Dès le départ, le café et la torréfaction cohabitent dans le même espace : un torréfacteur Diedrich IR-12 installé dans un recoin à l'arrière du bar, visible par les clients à travers une grande vitre. Le lieu, avec ses hauts plafonds et ses immenses fenêtres qui laissent entrer la lumière scandinave, porte la marque du goût d'Anne et Charles pour le design intérieur, sans que cela ne prenne jamais le dessus sur l'essentiel. Pendant près de dix ans, Koppi grandit depuis cette adresse unique, construisant sa réputation sur une torréfaction claire, précise, orientée vers la lisibilité de l'origine, et sur un réseau de producteurs partenaires entretenus avec constance. Cinq fermes au Costa Rica, visitées chaque année pendant plus de six ans, forment le socle de cette approche relationnelle qu'Anne et Charles étendent progressivement à la Colombie et à d'autres origines. « On cherche en permanence des cafés uniques et complexes qui montrent le meilleur absolu de leur terroir », résume Anne.

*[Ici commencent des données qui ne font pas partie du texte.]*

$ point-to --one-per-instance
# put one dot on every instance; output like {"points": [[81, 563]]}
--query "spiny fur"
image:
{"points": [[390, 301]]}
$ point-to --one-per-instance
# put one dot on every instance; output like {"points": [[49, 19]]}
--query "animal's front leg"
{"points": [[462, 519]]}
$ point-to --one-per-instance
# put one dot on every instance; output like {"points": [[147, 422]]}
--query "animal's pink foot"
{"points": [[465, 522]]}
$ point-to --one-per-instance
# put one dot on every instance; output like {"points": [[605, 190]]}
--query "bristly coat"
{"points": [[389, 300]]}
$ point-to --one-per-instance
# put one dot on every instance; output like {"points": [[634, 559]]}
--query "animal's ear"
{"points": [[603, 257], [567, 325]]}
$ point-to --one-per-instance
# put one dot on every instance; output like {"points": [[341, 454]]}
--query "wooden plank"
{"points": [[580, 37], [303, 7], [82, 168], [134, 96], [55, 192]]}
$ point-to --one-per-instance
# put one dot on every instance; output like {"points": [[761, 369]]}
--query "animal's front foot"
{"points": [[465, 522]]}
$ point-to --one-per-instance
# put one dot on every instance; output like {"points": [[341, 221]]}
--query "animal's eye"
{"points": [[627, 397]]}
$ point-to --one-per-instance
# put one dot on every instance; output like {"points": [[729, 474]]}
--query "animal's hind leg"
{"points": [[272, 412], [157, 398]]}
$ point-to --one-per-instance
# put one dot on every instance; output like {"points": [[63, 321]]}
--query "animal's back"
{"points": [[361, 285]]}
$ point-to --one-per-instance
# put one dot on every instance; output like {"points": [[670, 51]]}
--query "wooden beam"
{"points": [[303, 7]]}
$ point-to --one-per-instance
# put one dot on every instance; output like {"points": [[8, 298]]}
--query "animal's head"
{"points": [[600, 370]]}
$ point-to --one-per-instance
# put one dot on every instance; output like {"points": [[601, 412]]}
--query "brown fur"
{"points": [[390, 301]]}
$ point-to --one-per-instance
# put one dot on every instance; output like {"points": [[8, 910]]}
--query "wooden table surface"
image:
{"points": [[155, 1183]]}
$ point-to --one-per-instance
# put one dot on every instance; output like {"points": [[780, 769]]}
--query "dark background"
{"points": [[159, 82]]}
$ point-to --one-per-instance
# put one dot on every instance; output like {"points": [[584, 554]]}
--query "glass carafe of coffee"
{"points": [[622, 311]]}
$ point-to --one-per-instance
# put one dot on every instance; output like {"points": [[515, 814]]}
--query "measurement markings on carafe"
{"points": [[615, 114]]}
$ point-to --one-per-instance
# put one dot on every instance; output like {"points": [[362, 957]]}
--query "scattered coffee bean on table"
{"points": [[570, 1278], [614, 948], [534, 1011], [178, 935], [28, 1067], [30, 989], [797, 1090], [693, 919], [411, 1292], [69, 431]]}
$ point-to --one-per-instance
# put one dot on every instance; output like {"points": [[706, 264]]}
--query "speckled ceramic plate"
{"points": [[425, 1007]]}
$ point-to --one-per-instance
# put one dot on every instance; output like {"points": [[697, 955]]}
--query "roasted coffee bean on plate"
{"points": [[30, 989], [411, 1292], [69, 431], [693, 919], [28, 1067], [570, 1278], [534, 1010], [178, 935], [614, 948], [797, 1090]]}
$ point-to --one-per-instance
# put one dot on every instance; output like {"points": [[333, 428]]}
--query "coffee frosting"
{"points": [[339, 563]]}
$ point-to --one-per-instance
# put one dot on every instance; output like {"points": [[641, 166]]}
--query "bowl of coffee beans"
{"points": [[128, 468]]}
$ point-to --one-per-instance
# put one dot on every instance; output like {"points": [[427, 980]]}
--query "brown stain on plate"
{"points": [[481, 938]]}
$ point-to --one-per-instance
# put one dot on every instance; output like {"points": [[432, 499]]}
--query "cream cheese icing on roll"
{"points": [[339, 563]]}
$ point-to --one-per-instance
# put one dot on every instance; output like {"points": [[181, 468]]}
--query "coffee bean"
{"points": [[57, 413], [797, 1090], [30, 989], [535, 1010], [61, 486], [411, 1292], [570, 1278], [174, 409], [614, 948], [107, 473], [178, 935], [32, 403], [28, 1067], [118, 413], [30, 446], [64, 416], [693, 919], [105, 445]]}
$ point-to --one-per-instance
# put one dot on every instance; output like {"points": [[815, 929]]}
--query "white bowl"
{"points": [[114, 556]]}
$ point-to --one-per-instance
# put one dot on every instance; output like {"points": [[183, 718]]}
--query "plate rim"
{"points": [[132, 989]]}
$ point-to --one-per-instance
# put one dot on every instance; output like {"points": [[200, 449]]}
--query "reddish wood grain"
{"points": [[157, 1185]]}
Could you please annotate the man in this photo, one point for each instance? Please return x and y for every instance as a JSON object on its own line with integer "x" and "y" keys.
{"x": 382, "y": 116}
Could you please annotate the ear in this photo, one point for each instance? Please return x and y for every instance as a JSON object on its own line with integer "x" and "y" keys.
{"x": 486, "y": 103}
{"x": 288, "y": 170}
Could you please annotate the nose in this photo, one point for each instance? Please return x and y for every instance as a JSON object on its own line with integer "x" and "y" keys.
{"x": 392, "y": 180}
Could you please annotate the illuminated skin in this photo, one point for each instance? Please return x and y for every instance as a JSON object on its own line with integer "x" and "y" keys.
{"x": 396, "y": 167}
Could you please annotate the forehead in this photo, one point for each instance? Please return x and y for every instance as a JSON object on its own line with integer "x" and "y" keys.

Helsingborg, 2016 : l'année charnière

Après une décennie loin des compétitions, Anne revient sur scène en 2016 et remporte le Swedish Brewers Cup. La même année, deux baristas de Koppi terminent premier et deuxième du championnat suédois d'Aeropress. Mais c'est en coulisses que les transformations les plus profondes s'opèrent. En août, Anne et Charles recrutent Błażej Stempin, torréfacteur polonais passé par The Barn à Berlin, pour étoffer l'équipe de torréfaction, restée jusqu'alors réduite au duo fondateur. Le Diedrich quitte alors son alcôve derrière le bar pour s'installer dans un bâtiment industriel reconverti de près de 200 mètres carrés, entièrement dédié à la production. Charles peut enfin se concentrer sur la torréfaction sans les distractions du service, tandis qu'Anne sillonne les pays producteurs pour consolider et élargir les partenariats au long cours. En novembre de la même année, Koppi ouvre un second point de vente dans le tout nouveau Malmö Saluhall, un food hall aménagé dans un ancien atelier de réparation de trains datant de 1890, bâtiment classé resté longtemps à l'abandon. Le bar, dessiné par Anne et Charles avec l'aide d'un proche de la famille, est volontairement bas pour effacer la barrière entre le client et le barista. Les tasses, elles, sont l'œuvre de la céramiste polonaise Magdalena Kałużna, qui avait déjà réalisé celles d'Anne pour le World Brewers Cup.

Un torréfacteur de poche, une portée mondiale

Koppi reste une structure volontairement petite, installée dans une ville de 125 000 habitants que rien ne prédestinait à devenir une étape du café de spécialité. Pourtant, 90 % de ses ventes se font à l'international, auprès de partenaires wholesale en Europe et aux États-Unis qu'Anne et Charles choisissent avec le même soin qu'ils mettent à sélectionner leurs cafés verts. Des pop-ups à Tokyo, à Stockholm et au restaurant Noma à Copenhague ont ponctué leur parcours, tout comme une collaboration brassicole avec Brewski, la brasserie voisine de leur atelier de torréfaction à Helsingborg, pour une Berliner Weisse infusée au café. En 2024, Koppi figure parmi les 100 meilleurs torréfacteurs au monde. Leur packaging, redessiné fin 2016, porte sur chaque étiquette un fragment de peinture réalisée lors d'ateliers collectifs avec l'équipe, autour de pizzas et de bières. C'est un détail, mais il dit quelque chose de la manière dont Anne et Charles conçoivent Koppi : un projet artisanal au sens premier, où la rigueur du profil de torréfaction coexiste avec une forme de légèreté, et où la clarté en tasse compte autant que la clarté des intentions.